MONTREAL — Arsenic emissions at a western Quebec copper smelter will be reduced to five times the provincial norm by 2017 at a cost of around $500 million, the plant’s owner said Thursday.
Glencore, the Switzerland-based mining company that owns the Horne smelter in Rouyn-Noranda, Que., said it will ask for government aid to help fund the required changes at the factory, which is currently certified to emit 100 nanograms of arsenic per cubic metre of air — 33 times the provincewide standard.
"All companies, when they invest as much money as we are going to do, are always in talks with the government, that is what's happening on our side; we are at the beginning of the talks," Claude Bélanger, the chief operating officer of Glencore's North American copper operations, told reporters.

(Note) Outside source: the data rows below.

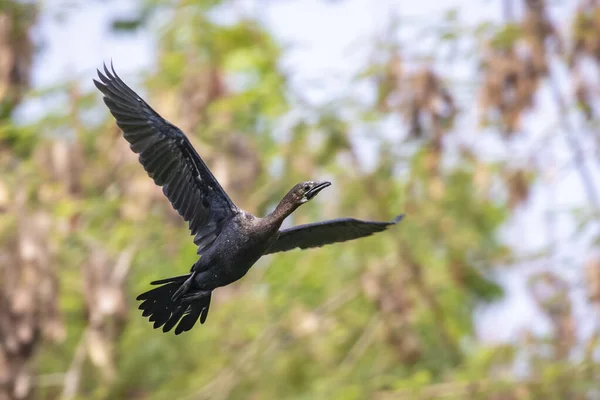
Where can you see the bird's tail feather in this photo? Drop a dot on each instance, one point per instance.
(157, 304)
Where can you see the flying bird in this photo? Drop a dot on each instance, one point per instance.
(229, 239)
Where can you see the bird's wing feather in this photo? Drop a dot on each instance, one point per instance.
(327, 232)
(170, 160)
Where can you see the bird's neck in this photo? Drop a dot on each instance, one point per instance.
(281, 212)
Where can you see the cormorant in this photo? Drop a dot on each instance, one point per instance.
(229, 239)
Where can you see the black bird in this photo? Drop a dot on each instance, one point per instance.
(229, 239)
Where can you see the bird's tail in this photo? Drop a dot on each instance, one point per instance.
(159, 306)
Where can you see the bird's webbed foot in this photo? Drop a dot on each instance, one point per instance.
(184, 288)
(190, 298)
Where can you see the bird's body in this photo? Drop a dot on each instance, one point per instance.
(229, 239)
(243, 240)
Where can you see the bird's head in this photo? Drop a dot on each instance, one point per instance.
(298, 195)
(305, 191)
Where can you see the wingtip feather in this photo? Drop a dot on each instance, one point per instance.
(398, 219)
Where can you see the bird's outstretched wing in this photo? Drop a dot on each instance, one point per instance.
(170, 160)
(327, 232)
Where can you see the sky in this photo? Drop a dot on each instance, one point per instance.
(326, 44)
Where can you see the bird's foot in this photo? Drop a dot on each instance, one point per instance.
(190, 298)
(184, 288)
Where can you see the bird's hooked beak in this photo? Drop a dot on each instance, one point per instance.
(316, 189)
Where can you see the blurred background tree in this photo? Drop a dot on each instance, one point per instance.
(482, 128)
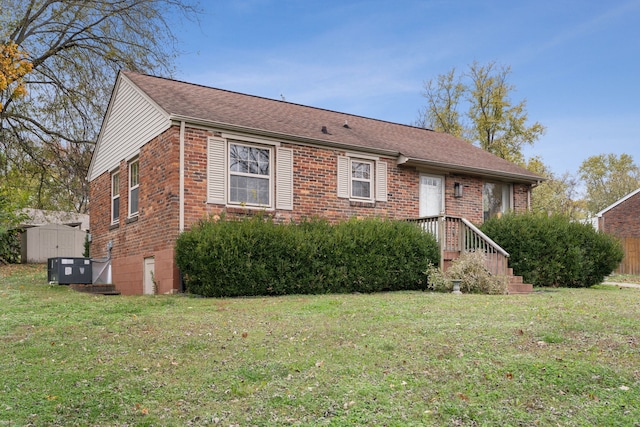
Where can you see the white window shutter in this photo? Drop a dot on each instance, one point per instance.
(216, 171)
(381, 181)
(284, 178)
(343, 177)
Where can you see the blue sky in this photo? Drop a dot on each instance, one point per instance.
(577, 63)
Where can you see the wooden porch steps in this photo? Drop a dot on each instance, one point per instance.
(516, 285)
(99, 289)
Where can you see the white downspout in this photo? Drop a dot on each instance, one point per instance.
(181, 195)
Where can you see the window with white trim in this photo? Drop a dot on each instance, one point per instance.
(496, 199)
(248, 174)
(134, 185)
(362, 179)
(115, 197)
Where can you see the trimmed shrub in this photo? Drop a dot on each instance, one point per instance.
(474, 276)
(553, 251)
(257, 256)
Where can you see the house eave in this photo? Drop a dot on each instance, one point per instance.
(448, 167)
(617, 202)
(281, 136)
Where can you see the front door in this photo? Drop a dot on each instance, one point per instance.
(431, 195)
(148, 283)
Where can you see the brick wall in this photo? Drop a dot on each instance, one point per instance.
(154, 231)
(623, 220)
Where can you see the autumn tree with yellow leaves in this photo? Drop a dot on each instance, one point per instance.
(14, 65)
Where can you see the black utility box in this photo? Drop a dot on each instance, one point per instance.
(67, 271)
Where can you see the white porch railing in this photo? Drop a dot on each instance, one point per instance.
(456, 234)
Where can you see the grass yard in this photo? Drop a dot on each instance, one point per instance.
(567, 357)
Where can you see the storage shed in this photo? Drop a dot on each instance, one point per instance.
(51, 241)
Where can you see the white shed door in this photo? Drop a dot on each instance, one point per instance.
(148, 287)
(431, 195)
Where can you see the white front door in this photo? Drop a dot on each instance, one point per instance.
(148, 285)
(431, 195)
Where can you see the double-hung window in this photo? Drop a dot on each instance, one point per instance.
(115, 197)
(134, 185)
(496, 199)
(362, 178)
(249, 175)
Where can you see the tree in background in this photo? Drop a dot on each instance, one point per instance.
(443, 100)
(14, 65)
(557, 194)
(608, 178)
(493, 121)
(63, 57)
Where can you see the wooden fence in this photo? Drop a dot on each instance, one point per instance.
(631, 262)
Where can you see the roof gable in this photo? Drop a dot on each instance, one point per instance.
(231, 110)
(132, 119)
(622, 200)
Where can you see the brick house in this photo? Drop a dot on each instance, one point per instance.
(622, 219)
(170, 153)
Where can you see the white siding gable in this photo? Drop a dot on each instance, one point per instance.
(132, 120)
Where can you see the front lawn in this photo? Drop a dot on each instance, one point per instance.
(567, 357)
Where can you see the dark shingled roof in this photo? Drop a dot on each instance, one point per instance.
(412, 144)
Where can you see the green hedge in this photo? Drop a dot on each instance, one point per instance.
(259, 257)
(554, 251)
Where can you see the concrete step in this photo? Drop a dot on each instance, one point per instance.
(100, 289)
(515, 288)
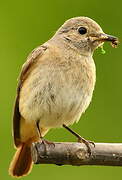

However, he said the company has the means to fund the improvements itself. "That's why our teams have started, we are not waiting for the government," he said.
Once the work is finished, the plant will be "one of the lowest-emitting copper smelters in the world," Bélanger added.
Glencore's operations in the city more than 600 kilometres northwest of Montreal have been a cause for serious concern after studies have shown that local residents have higher rates of lung cancer than the provincial average.
On Monday, Quebec Environment Minister Benoit Charette said the Horne smelter would have to reduce emissions to 15 nanograms of arsenic per cubic metre of air within five years or it will have to close, following a recommendation from the province's public health institute.
Bélanger said a company analysis shows that the air in 84 per cent of Rouyn-Noranda will have arsenic levels at, or below, the provincial standard of three nanograms of arsenic per cubic metre in 2027. However, smelter managers couldn't say when the air quality in the entire town could reach the provincewide standard.
Quebec Premier François Legault said the provincial government has not yet received a request for aid from the smelter. Legault said that while the goal is for the factory to attain the provincial norm, the province's public health institute has said the new cap is safe for residents.
"The experts say that at 15 nanograms it is safe for the public — three is even better, but at 15 it's safe," Legault told reporters at a campaign event in Ste-Adèle, Que.
"The Horne smelter — that's 650 jobs paying on average $107,000 a year," Legault said, adding the plant supports another 2,200 indirect jobs in the region.
"I think the community also has the right to say, 'Am I able to live with a minimal risk for a certain number of years or not?' For me, we are at the step where the people of Rouyn-Noranda should have their say," Legault said.
A public consultation on the plant's new certification permit — which must be reviewed every five years — is scheduled to take place this fall.
Émilise Lessard-Therrien, who represents the area in the Quebec legislature as a member of the Québec solidaire party, said the new cap is still too high and the health of the people of Rouyn-Noranda is being sacrificed.